L'univers DC de James Gunn aurait redressant les films de super-héros de Greatest Wrong

Les histoires de super-héros portent sur les gens qui utilisent leurs pouvoirs pour défendre les faibles, pour arrêter l’exploitation et chercher justice. Pourtant, les films de super-héros ont trop souvent été réalisés en exploitant les créateurs, avec de puissants cadres utilisant leur influence pour éviter de payer des résidus au talent qui a réellement trouvé les idées qui rendent les films passionnants.

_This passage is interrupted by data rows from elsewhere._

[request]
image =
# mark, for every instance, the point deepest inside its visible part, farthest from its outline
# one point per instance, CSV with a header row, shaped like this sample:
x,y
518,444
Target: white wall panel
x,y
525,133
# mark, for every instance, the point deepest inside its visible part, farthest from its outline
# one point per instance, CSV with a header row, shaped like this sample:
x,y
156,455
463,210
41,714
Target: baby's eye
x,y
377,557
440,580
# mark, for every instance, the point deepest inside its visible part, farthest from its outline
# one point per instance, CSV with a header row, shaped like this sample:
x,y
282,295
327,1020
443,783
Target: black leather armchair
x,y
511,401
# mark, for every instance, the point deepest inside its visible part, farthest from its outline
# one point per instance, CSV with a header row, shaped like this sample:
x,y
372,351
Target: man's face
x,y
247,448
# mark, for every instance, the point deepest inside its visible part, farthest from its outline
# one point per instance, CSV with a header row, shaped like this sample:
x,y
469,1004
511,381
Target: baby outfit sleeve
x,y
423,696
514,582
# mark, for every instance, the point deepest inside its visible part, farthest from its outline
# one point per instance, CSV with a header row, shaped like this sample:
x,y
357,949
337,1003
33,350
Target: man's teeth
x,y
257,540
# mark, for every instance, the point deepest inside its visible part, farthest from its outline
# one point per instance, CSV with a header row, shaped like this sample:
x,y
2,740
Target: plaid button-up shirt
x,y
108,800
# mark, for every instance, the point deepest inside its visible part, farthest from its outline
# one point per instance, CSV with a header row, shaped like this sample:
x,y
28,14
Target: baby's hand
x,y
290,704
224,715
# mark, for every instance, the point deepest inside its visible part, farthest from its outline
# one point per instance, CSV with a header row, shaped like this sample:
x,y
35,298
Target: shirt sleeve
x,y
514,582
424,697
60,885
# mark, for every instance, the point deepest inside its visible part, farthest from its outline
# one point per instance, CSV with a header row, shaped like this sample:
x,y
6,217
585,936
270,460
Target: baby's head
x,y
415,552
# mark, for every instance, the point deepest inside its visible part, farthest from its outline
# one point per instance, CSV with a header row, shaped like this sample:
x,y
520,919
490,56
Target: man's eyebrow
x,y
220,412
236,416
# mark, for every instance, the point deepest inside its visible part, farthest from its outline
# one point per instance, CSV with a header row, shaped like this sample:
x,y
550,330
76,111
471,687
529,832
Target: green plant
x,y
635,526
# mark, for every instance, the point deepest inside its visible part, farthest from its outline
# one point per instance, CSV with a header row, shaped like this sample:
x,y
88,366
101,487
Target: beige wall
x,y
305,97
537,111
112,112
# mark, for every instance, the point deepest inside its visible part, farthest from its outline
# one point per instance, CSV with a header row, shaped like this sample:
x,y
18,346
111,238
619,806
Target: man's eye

Selon un créateur, cela commence à changer. S’adressant aux participants du dernier Dragoncon (via Pop -vers), l’écrivain Steve Englehart a révélé qu’il avait contacté DC Comics avant la sortie de Supermanet jeté les choses pour l’éditeur. «J’ai dit:« Écoutez, je vais raconter cette histoire sur la façon dont vous ne nous paierai pas pour Guy Gardner à chaque fois que l’on nous posait à ce sujet. Voulez-vous vraiment cela? Englehart se souvient. John Broome, Gil Kane, Steve Englehart et Joe Staton, si je comprends bien. »

Englehart n’entre pas dans les détails, mais cette liste de noms mérite d’être notée. Dans le passé, les créateurs étaient plus susceptibles d’obtenir un crédit «de remerciement spécial» que le paiement réel pour leur travail. Célèbre, Marvel offrirait aux créateurs un paiement de 5 000 $ à certaines personnes impliquées dans la création de histoires et de personnages adaptés au film. L’écrivain Ed Brubaker a déclaré qu’il avait reçu plus d’argent de son petit camée Captain America: The Winter Soldier que lui pour toute apparition du soldat d’hiver, que lui et Steve Epting ont créé, basé sur le personnage de Jack Kirby et Joe Simon, Bucky Barnes.

Guy Gardner a été créé par l’artiste Gil Kane et l’écrivain John Broome en 1968 Lanterne verte # 59, qui l’a présenté comme un professeur de gymnase relativement fade qui obtient un anneau de puissance dans une autre chronologie. Une figure oubliable, Guy est essentiellement une note de bas de page jusqu’à devenir une lanterne verte terne pour quelques numéros à la fin des années 1970, une histoire qui se termine avec lui entrant dans le coma. Il reste dans cet état jusqu’à Lanterne verte # 194 (1985), dans lequel Englehart et l’artiste Joe Staton le réinventent comme le vantard buffonish que Nathan Fillion a décrit sur le film.

En d’autres termes, DC émet des redevances non seulement aux domaines des deux hommes qui ont initialement créé Gardner, mais aussi aux deux hommes qui l’ont transformé en personnage populaire qu’il est aujourd’hui.

Pour Englehart, qui a co-créé des stars de cinéma de super-héros telles que Shang-Chi et Star-Lord et a écrit l’histoire de Batman souvent adaptée « The Laughing Fish » (Bandes dessinées détective # 475, 1978), il est enfin traité correctement. «Nous sommes censés obtenir des redevances», a-t-il déclaré. « La seule question que j’ai eue depuis que nous en avons parlé est: obtenons-nous toutes les redevances, ou prenons-nous la moitié des redevances et disons-nous que nous allons garder cet argent parce que ces gars sont morts, donc nous n’avons pas à payer. Je ne sais pas comment cela fonctionne. »

Et pourtant, c’est rarement jamais arrivé de cette façon. DC a refusé de donner de l’argent à Englehart pour les adaptations de son travail. «« Non, rien pour Guy Gardner. « Vous n’avez pas créé Guy Gardner, et nous ne vous donnons pas un centime » « a été la réponse de l’entreprise, selon Englehart. « Mais théoriquement, 40 ans de conneries ont pris fin. »

Cela touche-t-il à une fin pour tout le monde? Ou juste dans ce cas? Tandis que James Gunn a mis l’écrivain John Ostrander L’équipe de suicideet lui a même donné une ligne en tant que scientifique qui met des bombes dans le cou des victimes, il y a encore beaucoup d’autres créateurs qui avaient des paiements de redevances de haut niveau. L’écrivain Marv Wolfman obtient des paiements pour la création de vigilante, un personnage hors concours dans Pacificateur? L’artiste Tom Mandrake, qui a travaillé avec Ostrander pour créer la version de Mister forrific qui est apparue Supermanêtre payé pour l’utilisation de ses idées?

Nous n’avons pas encore les réponses à ces questions. Mais les commentaires d’Englehart nous font espérer que si la réponse n’est pas encore «oui», alors ce sera bientôt.